Overview

A deep dive on the Global Vectors for Word Representation (GloVe) algorithm with an implementation in JAX.

Introduction

In this short post, we’ll do a deep dive on the Global Vectors for Word Representation (GloVe) algorithm. Like Skip-Gram with Negative Sampling (SGNS), GloVe produces dense, static embeddings. These embeddings have a fixed dimension (commonly 300), and each token in the vocabulary is assigned a single embedding, irrespective of multiple word senses.

GloVe learns word relationships from global co-occurrence statistics. To begin, we construct a co-occurrence matrix over our corpus, which in this case is the same dataset we used in the Skip-Gram With Negative Sampling post.
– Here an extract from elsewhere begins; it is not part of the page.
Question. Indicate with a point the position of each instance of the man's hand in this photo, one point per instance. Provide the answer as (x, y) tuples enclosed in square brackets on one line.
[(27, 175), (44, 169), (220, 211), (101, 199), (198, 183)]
The core idea is straightforward: the model minimizes the weighted squared error between the logarithm of observed co-occurrences and their predicted values. Let’s dive in!

Preprocessing Utilities

We are going to use the same preprocessing functions (tokenization, tokens-to-index, etc…) that we used when we went over the Skip-Gram With Negative Sampling algorithm. These are shown again below for your reference.

# Imports
import jax
import jax.numpy as jnp
import numpy as np
from jax import random, jit, grad
from flax import linen as nn
from nltk.tokenize import word_tokenize, sent_tokenize
from collections import Counter
import optax
import plotly.graph_objects as go
import plotly.io as pio
import umap
from figure_template import add_figure_templates

def tokenize_and_filter(text: str, min_occurrence: int) -> list[str]:
    """
    Tokenizes input text and filters out tokens that occur less than or equal to `min_occurrence` times.

    Parameters
    ----------
    text: str
        Input text to be tokenized.
    min_occurrence: int
        Minimum number of times a token must appear in the text to be included.

    Returns
    -------
    list[str]: 
        A list of tokens that occur more than `min_occurrence` times.
    """
    # Convert text to lowercase and tokenize
    tokens = word_tokenize(text.lower().strip())

    # Count occurrences of each token
    token_counts = Counter(tokens)

    # Filter tokens based on minimum occurrence threshold
    filtered_tokens = [token for token in tokens if token_counts[token] > min_occurrence]

    return filtered_tokens

def build_word_index(text: str, min_occurence: int = 0) -> tuple[dict[str, int], list[str]]:
    """
    Builds a word-to-index mapping (vocabulary) from input text, including a special <unk> token.

    Parameters
    ----------
    text: str
        Input text to extract vocabulary from.
    min_occurrence: int
        Minimum number of times a token must appear in the text to be included.

    Returns
    -------
    Tuple[Dict[str, int], List[str]]: 
        - word_to_index: A dictionary mapping each word to a unique integer ID.
        - vocabulary: A sorted list of unique vocabulary words including "<unk>".
    """
    # Tokenize and get unique words
    unique_tokens = set(tokenize_and_filter(text, min_occurrence=min_occurence))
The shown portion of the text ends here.